The practice handles motorcycle crashes alongside car and truck accidents, medical malpractice, and wrongful death. The page states the firm has recovered more than 100 million dollars for clients across all practice areas; that figure is firm-reported and has not been independently confirmed against court records.


After a Motorcycle Accident in Macon: Practical Notes

Two factors shape most Macon motorcycle accident claims: the two-year filing deadline under O.C.G.A. § 9-3-33, and the documented bias riders face. Insurers frequently assume a motorcyclist was speeding or weaving, so evidence that rebuts those assumptions, such as the other vehicle’s data, scene photos, and accident reconstruction, matters early, and that evidence degrades quickly. Several of the firms above describe confronting insurer assumptions about riders as central to their motorcycle work. Local crash patterns concentrate on the I-75 and I-16 interchange and surface corridors like Eisenhower Parkway, Gray Highway, and Pio Nono Avenue.

Georgia uses a modified comparative negligence rule, which means an injured rider’s recovery can be reduced by their share of fault and is barred entirely if they are found 50 percent or more responsible. Two rider-specific rules often come up: Georgia requires a DOT-compliant helmet for all operators and passengers, and lane-splitting is illegal, so an insurer may raise either issue to shift blame. Georgia’s 2025 tort reform law (Senate Bill 68) also changed how certain evidence and how medical-expense and non-economic-damage arguments are presented at trial, which can affect how a motorcycle accident case is valued.

When comparing the firms above, useful points of distinction include whether the office shows genuine rider-focused depth (confronting insurer bias, helmet and lane-splitting nuance, local road knowledge) versus a general injury practice, whether the firm has a single Macon office or additional Middle Georgia locations, and the size and tenure of the attorney team. None of the entries here is endorsed or ranked; the list is a verified starting point for an injured Macon rider’s own research.

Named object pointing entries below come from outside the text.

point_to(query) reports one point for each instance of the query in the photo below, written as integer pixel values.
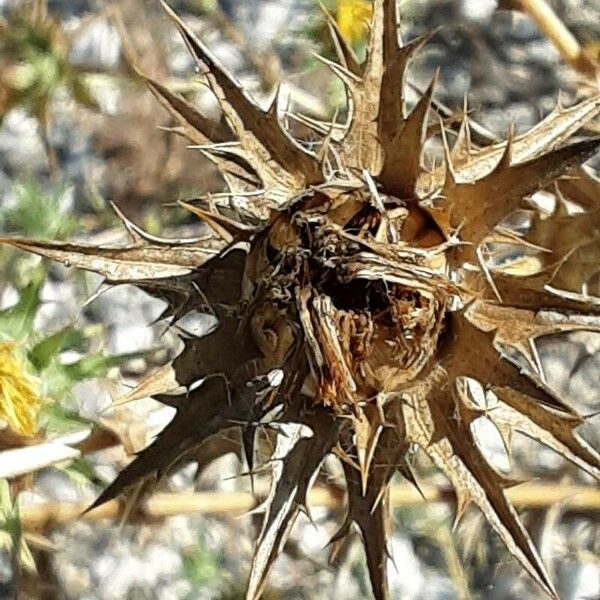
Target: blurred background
(77, 131)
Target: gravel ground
(513, 74)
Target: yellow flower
(353, 18)
(20, 401)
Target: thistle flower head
(361, 291)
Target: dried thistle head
(361, 290)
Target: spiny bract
(361, 291)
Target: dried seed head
(373, 287)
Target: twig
(556, 31)
(163, 505)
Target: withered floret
(376, 286)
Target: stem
(556, 31)
(163, 505)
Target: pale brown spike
(532, 293)
(402, 153)
(462, 149)
(244, 115)
(471, 352)
(296, 462)
(373, 520)
(550, 133)
(205, 412)
(198, 128)
(546, 427)
(142, 260)
(392, 109)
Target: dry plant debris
(368, 300)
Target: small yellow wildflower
(353, 19)
(20, 401)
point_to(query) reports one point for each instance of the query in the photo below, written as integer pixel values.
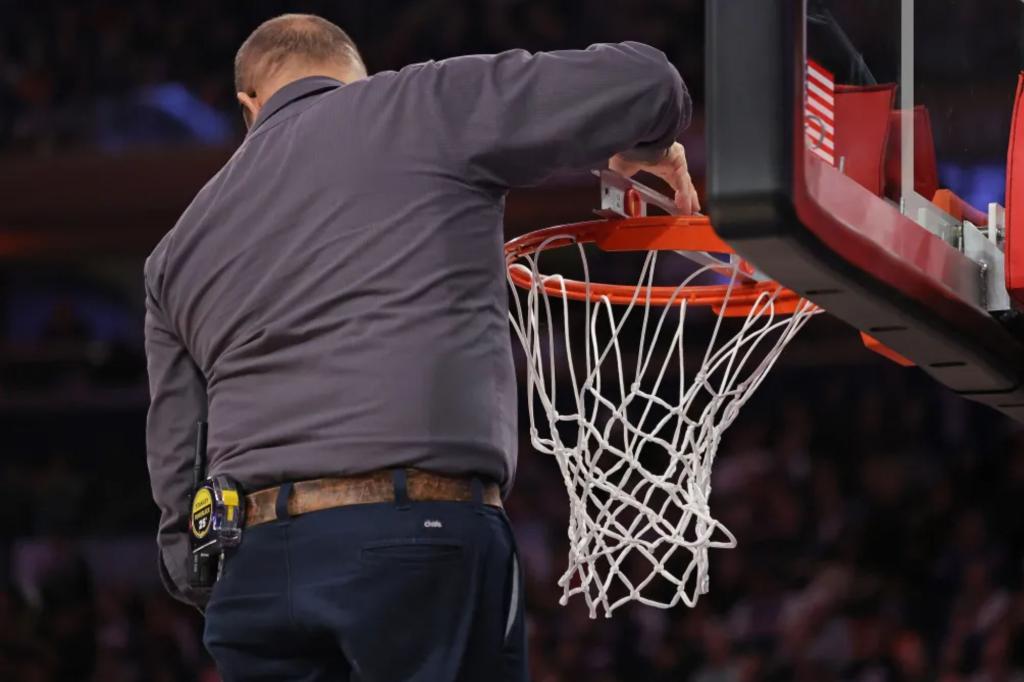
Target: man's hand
(671, 168)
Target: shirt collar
(294, 91)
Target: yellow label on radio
(202, 515)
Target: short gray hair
(304, 38)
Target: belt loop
(476, 485)
(399, 479)
(281, 506)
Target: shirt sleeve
(177, 400)
(515, 118)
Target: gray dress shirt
(334, 300)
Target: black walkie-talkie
(204, 556)
(216, 517)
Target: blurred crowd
(122, 73)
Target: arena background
(879, 516)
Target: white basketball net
(635, 429)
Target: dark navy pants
(410, 591)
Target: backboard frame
(854, 254)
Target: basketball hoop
(636, 435)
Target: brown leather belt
(320, 494)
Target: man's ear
(250, 108)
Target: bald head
(293, 46)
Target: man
(334, 303)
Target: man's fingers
(673, 168)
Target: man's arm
(516, 118)
(177, 400)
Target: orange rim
(645, 233)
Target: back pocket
(413, 550)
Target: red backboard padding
(926, 169)
(1015, 201)
(862, 131)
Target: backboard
(857, 154)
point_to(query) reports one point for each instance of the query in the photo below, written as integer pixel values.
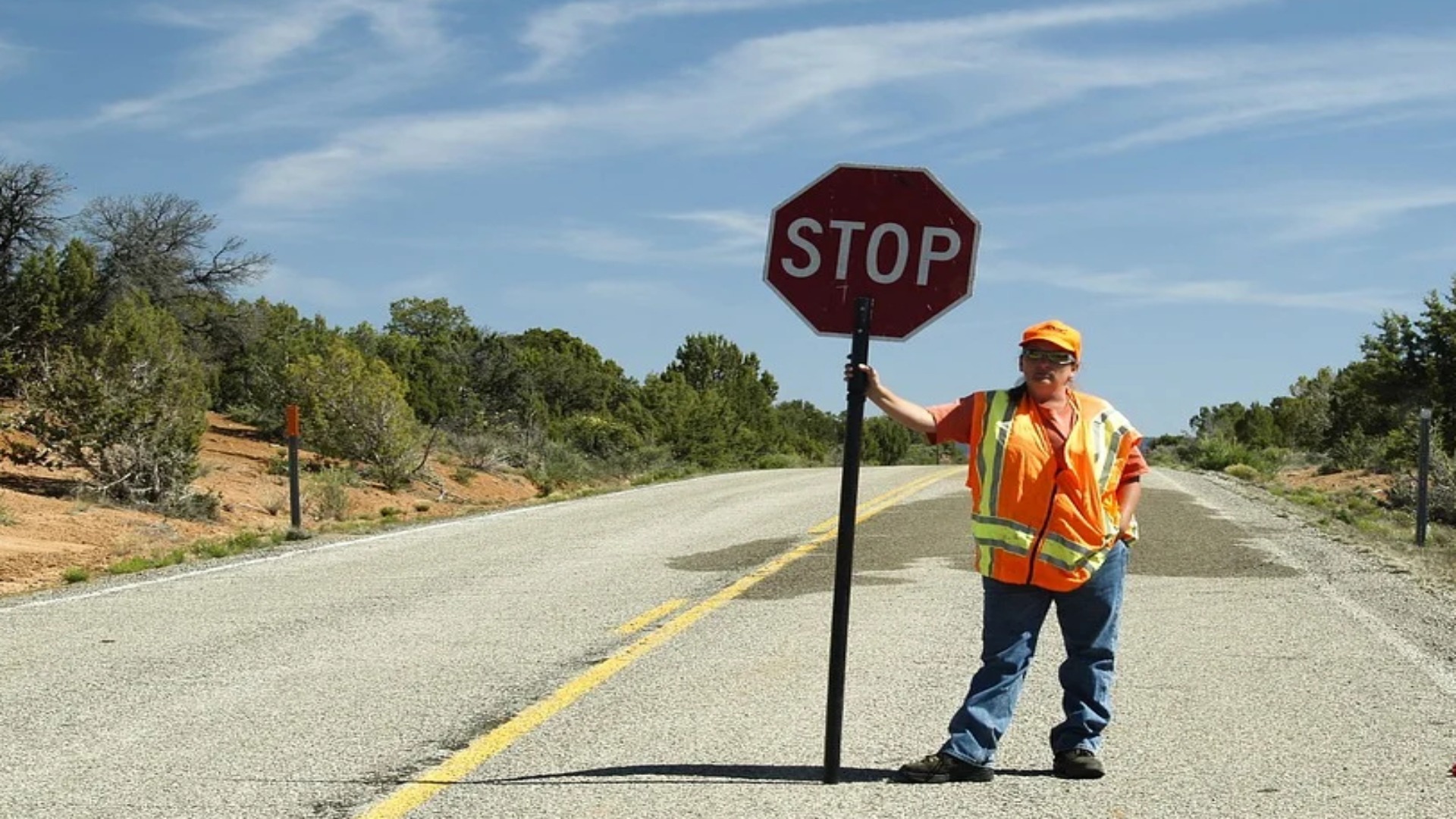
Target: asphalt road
(663, 651)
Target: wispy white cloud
(1293, 213)
(1359, 212)
(341, 299)
(598, 292)
(563, 34)
(960, 74)
(255, 46)
(733, 238)
(12, 57)
(1147, 287)
(1370, 80)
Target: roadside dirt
(46, 531)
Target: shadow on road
(805, 774)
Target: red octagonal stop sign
(890, 234)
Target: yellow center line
(650, 617)
(457, 767)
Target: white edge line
(64, 598)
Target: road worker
(1055, 485)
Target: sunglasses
(1059, 357)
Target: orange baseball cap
(1057, 333)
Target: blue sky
(1222, 194)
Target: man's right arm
(906, 413)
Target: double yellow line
(457, 767)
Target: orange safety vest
(1038, 519)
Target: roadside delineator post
(290, 417)
(1423, 479)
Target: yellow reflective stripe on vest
(1002, 534)
(1109, 428)
(1011, 537)
(1065, 554)
(995, 435)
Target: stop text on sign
(887, 251)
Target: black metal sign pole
(845, 553)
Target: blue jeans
(1012, 618)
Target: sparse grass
(275, 503)
(328, 497)
(142, 563)
(1383, 531)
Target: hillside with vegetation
(1345, 445)
(128, 369)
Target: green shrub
(1440, 497)
(780, 461)
(1241, 471)
(354, 407)
(127, 404)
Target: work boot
(944, 768)
(1076, 764)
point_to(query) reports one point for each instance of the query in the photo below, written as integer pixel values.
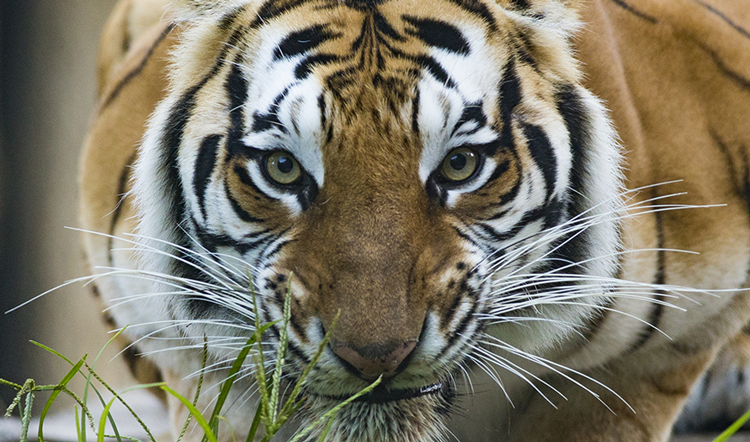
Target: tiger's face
(420, 173)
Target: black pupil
(285, 165)
(458, 161)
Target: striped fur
(548, 273)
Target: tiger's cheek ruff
(269, 97)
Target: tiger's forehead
(396, 75)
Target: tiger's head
(431, 173)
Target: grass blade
(56, 393)
(193, 411)
(254, 426)
(735, 427)
(330, 414)
(88, 383)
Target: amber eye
(460, 164)
(283, 168)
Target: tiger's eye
(460, 164)
(283, 168)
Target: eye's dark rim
(442, 181)
(294, 185)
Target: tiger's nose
(372, 361)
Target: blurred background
(47, 94)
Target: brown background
(47, 93)
(48, 48)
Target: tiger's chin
(384, 415)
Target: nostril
(369, 362)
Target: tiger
(530, 219)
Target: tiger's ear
(191, 9)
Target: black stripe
(305, 67)
(268, 254)
(435, 69)
(472, 113)
(734, 76)
(236, 89)
(741, 183)
(121, 191)
(519, 4)
(529, 217)
(637, 13)
(204, 167)
(247, 181)
(478, 8)
(385, 28)
(212, 241)
(174, 130)
(302, 41)
(726, 19)
(577, 121)
(438, 34)
(541, 151)
(137, 70)
(510, 97)
(322, 109)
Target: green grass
(271, 412)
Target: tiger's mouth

Note: This list is not a ranking and makes no “best” claim. Many more attorneys handle motorcycle accident cases in Macon. The five firms above are verified records, each confirmed from a dedicated motorcycle accident page on the firm’s own official website (the Web link for each entry points to that motorcycle accident page, not just the home page). Where a firm operates multiple offices, that is noted. Firm-reported results have not been independently confirmed against court records. Accident statistics are from the Georgia Department of Driver Services and Georgia Department of Transportation data as cited by the firms. This directory is general information about Georgia law and individual firms, not legal advice, and it does not create an attorney-client relationship; the legal points summarized here reflect general Georgia law as of the date below and can change or be affected by recent reforms, so an injured person should confirm how current law applies to their own situation with a licensed Georgia attorney. Data current as of June 7, 2026.